Fred Brown

Personal information
- Full name: Frederick Brown
- Date of birth: 28 June 1895
- Place of birth: Gainsborough, Lincolnshire, England
- Date of death: 6 November 1960 (aged 65)
- Place of death: Gainsborough, England
- Height: 5 ft 7 in (1.70 m)
- Position: Inside forward

Senior career*
- Years: Team / Apps / (Gls)
- 1913–1919: Gainsborough Trinity
- 1919–1923: Sheffield United / 38 / (8)
- 1923–1924: Brighton & Hove Albion / 19 / (3)
- 1924–1927: Gillingham / 95 / (26)
- 1927–1928: Gainsborough Trinity

= Fred Brown (footballer, born 1895) =

English footballer

Frederick Brown (28 June 1895 – 6 November 1960) was an English professional footballer who played as an inside forward.

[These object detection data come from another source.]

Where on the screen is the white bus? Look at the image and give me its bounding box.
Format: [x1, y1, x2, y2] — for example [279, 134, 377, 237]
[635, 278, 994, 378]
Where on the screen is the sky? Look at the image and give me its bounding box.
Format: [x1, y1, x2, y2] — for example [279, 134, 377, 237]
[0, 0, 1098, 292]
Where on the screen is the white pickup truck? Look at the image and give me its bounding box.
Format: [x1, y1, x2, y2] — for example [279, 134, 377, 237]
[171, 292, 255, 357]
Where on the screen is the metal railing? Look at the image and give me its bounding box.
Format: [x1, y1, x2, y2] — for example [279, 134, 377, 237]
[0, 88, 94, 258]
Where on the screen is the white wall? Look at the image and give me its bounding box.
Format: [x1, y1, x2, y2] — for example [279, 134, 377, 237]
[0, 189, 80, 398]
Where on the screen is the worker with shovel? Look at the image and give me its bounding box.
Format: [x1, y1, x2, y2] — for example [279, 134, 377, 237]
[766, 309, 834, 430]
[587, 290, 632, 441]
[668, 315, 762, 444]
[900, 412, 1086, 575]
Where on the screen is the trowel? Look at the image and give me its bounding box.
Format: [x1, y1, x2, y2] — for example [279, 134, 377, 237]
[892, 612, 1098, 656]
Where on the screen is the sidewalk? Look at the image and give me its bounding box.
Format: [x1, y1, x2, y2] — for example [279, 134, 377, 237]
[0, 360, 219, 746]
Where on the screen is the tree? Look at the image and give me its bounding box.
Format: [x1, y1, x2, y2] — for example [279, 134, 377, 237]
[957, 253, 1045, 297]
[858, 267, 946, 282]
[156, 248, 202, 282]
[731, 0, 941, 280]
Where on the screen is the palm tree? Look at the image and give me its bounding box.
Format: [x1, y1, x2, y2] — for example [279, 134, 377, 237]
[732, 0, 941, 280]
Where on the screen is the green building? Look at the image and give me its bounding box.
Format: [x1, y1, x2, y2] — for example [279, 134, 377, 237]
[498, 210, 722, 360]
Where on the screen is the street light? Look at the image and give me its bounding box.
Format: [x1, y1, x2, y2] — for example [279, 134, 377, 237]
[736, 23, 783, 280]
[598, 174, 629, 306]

His clubs included Sheffield United, Brighton & Hove Albion and Gillingham.

==Career==
The younger brother of former Sheffield United and England striker Arthur Brown Fred started his career with his hometown club of Gainsborough Trinity. During the war he would regularly guest for Sheffield United as he had taken up a job in a munitions factory in the city. After a spell in the army he joined the Blades on a full-time basis after the end of World War I where he played for four seasons. Never a regular first choice he made only 44 appearances for the club before moving to Brighton & Hove Albion and Gillingham.